How do you calculate your maximum heart rate?
There are various formulae available for calculating heart rate maximum. The simplest and most popular entails subtracting your age from 220. Therefore, if you are 20 years old, your heart rate maximum would be 200 bpm. The limitations of this method are that it is less accurate when used for younger or older people. Secondly, it does not consider factors that are specific to a person’s body such as genetics.
The Tanaka is another formula that is used in calculating heart rate maximum. It is done as follows (208-0.7×age). The Gulati is another formula that is gotten as follows (206-0.88×age). It is mostly used in calculating the maximum heart rate for females. The advantage of both of these formulae is that they are more accurate in heart rate maximum calculation across different ages. However, they don’t consider the diversity of the body types. Some people generally have either a higher or lower heart rate maximum.
Why is it important to know your heart rate?
Knowing your heart rate maximum is important in decision-making, especially in matters of exercising and training. Identifying your heart rate zones will inform you about the type of exercises that you will engage in based on your target. You can also keep track of the number of times that you hit your heart rate maximum during exercise. Get a premium heart rate monitor subscription to keep track of heartbeats during exercise.
There are various heart rate training zones determined by different percentages of maximum heart rate. These zones influence the kind of exercise that you take part in depending on your goals. For example, if your goal is to improve your overall aerobic fitness level, you can choose workouts that reach 70-80% of your heart rate maximum.
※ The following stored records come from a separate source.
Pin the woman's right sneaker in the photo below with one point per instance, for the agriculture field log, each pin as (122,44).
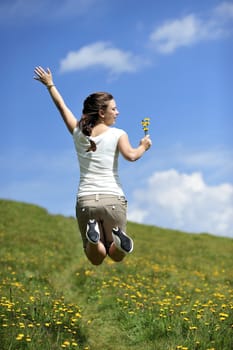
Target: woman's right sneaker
(93,233)
(122,241)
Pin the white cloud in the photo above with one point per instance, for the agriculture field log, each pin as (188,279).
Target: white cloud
(185,202)
(191,29)
(101,54)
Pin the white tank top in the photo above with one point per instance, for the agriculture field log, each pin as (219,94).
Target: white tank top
(99,169)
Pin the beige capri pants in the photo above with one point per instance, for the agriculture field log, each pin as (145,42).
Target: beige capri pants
(108,210)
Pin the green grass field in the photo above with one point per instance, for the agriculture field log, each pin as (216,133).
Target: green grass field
(175,291)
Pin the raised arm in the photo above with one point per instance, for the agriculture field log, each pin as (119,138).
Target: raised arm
(45,77)
(131,153)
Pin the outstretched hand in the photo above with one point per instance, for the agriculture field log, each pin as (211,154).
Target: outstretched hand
(44,76)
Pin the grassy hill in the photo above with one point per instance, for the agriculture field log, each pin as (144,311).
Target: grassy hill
(175,291)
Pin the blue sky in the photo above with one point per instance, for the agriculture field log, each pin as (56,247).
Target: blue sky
(170,61)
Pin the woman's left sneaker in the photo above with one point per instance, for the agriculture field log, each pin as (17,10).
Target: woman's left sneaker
(122,241)
(93,233)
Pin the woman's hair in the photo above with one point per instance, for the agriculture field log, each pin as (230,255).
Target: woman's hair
(91,107)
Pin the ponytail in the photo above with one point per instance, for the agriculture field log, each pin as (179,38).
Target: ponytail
(91,107)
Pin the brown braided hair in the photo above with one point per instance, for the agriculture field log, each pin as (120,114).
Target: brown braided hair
(91,107)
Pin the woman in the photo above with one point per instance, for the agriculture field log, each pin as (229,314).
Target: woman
(101,205)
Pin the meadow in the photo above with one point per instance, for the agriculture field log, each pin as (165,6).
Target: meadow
(175,291)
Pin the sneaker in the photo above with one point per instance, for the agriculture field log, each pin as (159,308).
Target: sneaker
(93,233)
(122,241)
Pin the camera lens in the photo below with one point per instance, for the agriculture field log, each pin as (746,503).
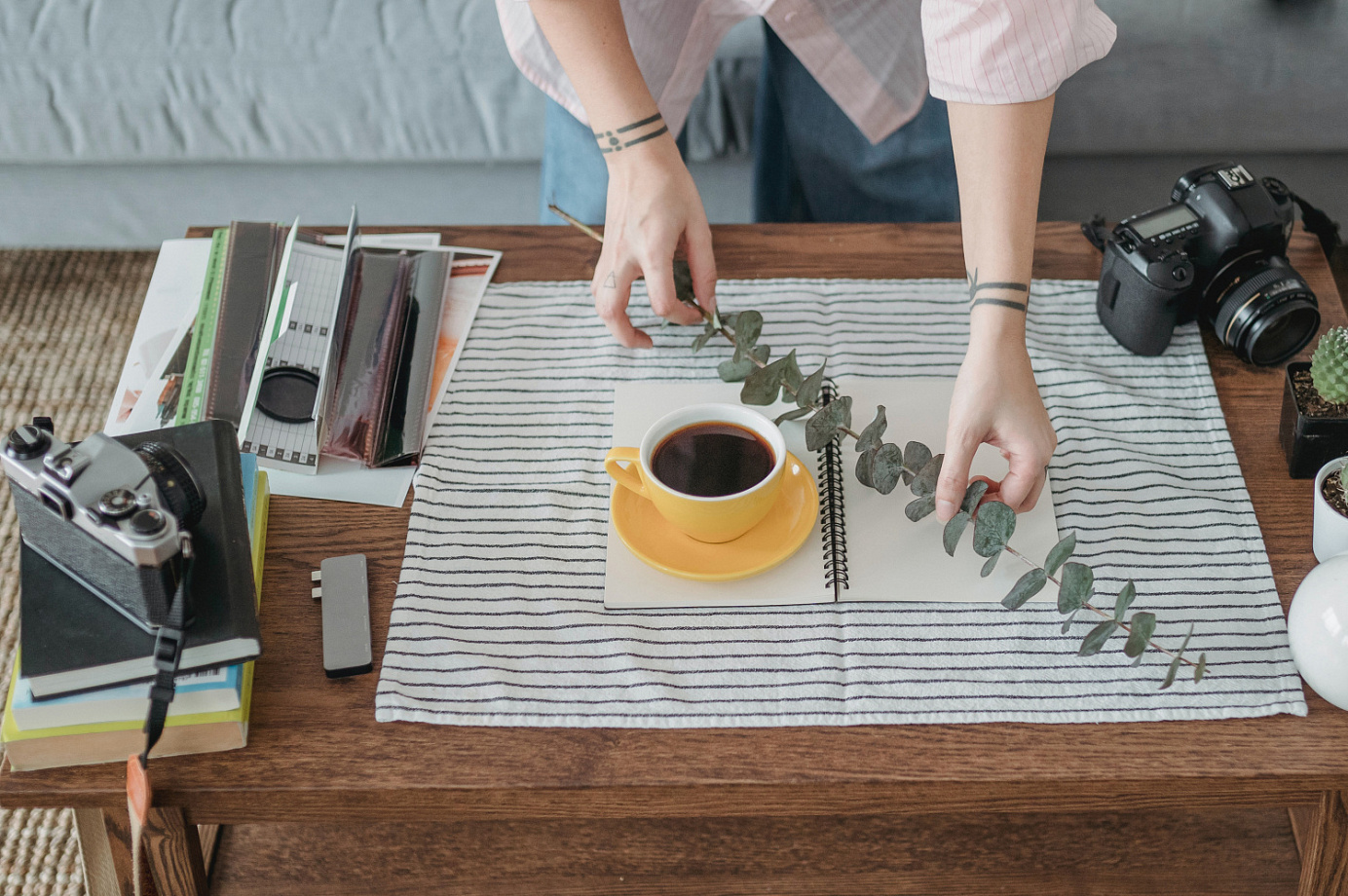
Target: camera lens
(1263,312)
(172,477)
If your goal is to lose weight and build endurance, workouts that reach 60-70% of your maximum heart rate would be appropriate for you. If your goal is active recovery, workouts that reach 50-60% of your maximum heart rate would be appropriate.
So, for how long can you sustain your maximum heart rate during exercise?
You can only sustain your heart rate maximum for a short period of time, say a few seconds to a minute at most. This is because your maximum heart rate is reached when you involve yourself in the most strenuous level of physical exertion that your body is capable of. However, athletes who are used to strenuous physical exercises, they are able to sustain their maximum heart rate for a bit longer, say 2-4 minutes at most.
Does your maximum heart rate increase with increased fitness and if so, is a high heart rate maximum encouraged?
As stated earlier, heart rate maximum is not necessarily an indicator of fitness. A higher maximum heart rate does not mean a higher fitness level. It is also not raised by exercising regularly. Having a higher heart rate maximum compared to another person does not mean that you are more fit than they are. However, improving your fitness level or increasing the intensity of your workouts helps you to sustain your maximum heart rate for longer. The major factor that influences your maximum heart rate is genetics though it decreases gradually as you get older.